Sajak itu selalu terukir dalam coretan hati. Terkadang tersimpul dalam secarik kertas. Berharap suatu hari nanti, akan ada seorang pangeran yang entah siapa kan membacanya dan paham tentang aku. Paham tentang perasaanku. Paham tentang adanya cinta yang selalu tulus untuk sang idaman.

Namaku Tina. Pengalamanku tentang cinta, bisa dikatakan sangat langka. Terlahir dengan wajah tak karuan begini, siapa mau? Meski yakin, Tuhan telah menyiapkan sosok yang pantas untukku.
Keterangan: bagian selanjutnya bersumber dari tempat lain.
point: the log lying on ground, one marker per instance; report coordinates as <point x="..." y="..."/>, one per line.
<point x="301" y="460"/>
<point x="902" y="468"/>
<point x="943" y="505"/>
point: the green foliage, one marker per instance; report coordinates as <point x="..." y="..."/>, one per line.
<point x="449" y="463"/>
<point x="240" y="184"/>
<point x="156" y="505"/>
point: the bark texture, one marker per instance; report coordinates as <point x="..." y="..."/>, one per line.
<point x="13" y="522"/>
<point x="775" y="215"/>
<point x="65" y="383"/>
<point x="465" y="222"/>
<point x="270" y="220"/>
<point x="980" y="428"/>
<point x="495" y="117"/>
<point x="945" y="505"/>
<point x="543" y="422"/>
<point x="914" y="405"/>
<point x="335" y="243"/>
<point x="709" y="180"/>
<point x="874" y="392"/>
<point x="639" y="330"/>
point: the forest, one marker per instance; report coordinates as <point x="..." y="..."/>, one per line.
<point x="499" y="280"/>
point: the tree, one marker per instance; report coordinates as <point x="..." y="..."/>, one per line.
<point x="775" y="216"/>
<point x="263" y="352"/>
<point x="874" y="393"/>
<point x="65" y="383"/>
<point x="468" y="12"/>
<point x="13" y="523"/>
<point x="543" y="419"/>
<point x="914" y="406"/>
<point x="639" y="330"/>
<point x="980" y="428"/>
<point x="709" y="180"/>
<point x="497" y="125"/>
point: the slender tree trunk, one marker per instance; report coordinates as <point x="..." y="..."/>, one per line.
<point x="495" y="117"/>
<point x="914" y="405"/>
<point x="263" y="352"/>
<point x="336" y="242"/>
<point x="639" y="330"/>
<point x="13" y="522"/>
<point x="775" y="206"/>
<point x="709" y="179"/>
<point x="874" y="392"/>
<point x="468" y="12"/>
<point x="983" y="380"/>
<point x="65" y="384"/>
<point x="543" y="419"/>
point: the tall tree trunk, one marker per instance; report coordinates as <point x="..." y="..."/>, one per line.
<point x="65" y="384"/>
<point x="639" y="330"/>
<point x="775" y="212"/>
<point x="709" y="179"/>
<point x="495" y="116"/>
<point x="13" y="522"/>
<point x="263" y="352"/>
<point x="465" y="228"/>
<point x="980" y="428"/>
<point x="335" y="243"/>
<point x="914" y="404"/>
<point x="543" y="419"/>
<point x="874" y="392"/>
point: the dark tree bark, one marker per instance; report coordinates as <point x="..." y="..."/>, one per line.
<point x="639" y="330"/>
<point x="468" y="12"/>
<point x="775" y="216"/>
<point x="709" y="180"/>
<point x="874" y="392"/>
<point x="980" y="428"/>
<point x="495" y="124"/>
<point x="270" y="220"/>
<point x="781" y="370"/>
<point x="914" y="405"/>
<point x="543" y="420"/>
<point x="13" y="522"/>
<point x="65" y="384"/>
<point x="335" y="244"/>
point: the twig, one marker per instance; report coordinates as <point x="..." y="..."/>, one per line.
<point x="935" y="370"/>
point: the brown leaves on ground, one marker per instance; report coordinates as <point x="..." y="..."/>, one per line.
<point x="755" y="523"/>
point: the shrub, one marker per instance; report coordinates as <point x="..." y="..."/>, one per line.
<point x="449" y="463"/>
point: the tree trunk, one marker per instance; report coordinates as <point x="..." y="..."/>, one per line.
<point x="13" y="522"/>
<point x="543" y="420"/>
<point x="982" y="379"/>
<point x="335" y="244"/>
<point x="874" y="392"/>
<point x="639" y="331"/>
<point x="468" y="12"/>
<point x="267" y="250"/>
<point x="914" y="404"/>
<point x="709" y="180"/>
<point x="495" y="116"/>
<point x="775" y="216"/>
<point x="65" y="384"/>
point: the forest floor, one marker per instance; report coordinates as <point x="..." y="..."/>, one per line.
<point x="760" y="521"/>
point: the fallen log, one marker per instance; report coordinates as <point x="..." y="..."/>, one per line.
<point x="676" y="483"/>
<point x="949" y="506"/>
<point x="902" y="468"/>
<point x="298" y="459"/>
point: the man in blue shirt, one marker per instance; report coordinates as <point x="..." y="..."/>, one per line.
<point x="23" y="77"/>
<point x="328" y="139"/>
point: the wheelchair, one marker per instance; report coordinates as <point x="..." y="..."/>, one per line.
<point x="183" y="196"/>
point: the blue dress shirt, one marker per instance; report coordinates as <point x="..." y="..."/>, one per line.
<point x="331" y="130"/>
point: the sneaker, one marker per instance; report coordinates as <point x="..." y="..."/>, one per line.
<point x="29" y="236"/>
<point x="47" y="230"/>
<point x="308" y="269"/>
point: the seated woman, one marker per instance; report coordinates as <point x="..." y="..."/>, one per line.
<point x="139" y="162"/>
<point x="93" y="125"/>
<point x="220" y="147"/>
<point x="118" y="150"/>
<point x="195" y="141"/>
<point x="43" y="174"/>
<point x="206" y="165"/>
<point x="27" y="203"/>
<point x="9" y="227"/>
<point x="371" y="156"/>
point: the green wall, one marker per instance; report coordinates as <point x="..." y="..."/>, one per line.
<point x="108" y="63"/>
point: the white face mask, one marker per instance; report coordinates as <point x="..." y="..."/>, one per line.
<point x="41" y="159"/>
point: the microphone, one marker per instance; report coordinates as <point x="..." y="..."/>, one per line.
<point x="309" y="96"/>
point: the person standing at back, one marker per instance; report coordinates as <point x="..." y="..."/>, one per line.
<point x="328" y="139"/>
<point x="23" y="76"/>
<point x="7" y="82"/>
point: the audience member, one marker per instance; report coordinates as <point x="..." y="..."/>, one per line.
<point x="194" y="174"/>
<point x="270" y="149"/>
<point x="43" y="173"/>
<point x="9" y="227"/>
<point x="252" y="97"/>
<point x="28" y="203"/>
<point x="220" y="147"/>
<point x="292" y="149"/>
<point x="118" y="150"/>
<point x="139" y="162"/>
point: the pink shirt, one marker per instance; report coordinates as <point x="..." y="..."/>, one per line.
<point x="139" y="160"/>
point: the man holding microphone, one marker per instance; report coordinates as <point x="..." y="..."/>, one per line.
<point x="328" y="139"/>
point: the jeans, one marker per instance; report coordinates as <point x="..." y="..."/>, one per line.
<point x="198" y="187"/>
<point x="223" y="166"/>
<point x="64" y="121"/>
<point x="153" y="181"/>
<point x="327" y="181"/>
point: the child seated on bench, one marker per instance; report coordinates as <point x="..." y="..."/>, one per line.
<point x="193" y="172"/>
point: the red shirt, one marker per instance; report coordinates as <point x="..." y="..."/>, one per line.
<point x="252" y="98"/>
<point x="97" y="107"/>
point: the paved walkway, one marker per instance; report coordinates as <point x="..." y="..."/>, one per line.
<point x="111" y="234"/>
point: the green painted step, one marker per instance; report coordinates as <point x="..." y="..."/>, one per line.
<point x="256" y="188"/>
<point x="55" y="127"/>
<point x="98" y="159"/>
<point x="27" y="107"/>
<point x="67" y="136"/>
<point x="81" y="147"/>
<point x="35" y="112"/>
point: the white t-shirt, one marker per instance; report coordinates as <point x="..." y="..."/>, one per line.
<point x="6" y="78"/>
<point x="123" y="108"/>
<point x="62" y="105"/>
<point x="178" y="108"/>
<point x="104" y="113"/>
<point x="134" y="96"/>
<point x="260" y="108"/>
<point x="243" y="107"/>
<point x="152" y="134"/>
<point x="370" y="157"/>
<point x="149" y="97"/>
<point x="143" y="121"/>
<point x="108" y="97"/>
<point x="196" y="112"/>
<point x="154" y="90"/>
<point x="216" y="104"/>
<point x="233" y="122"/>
Gadis kacamata. Rambut kepang. Riasan tebal. Mulut yang menjorok ke depan. Rahang yang moncong. Hidung yang setengah habis. Hantu sendiri bahkan muak jika melihatku. Ingin operasi plastik, biaya super mahal. Menghabiskan hartaku tujuh turunan. Tuhan pernah bilang, manusia diciptakan berpasangan-pasangan. Apa iya, aku punya pasangan juga?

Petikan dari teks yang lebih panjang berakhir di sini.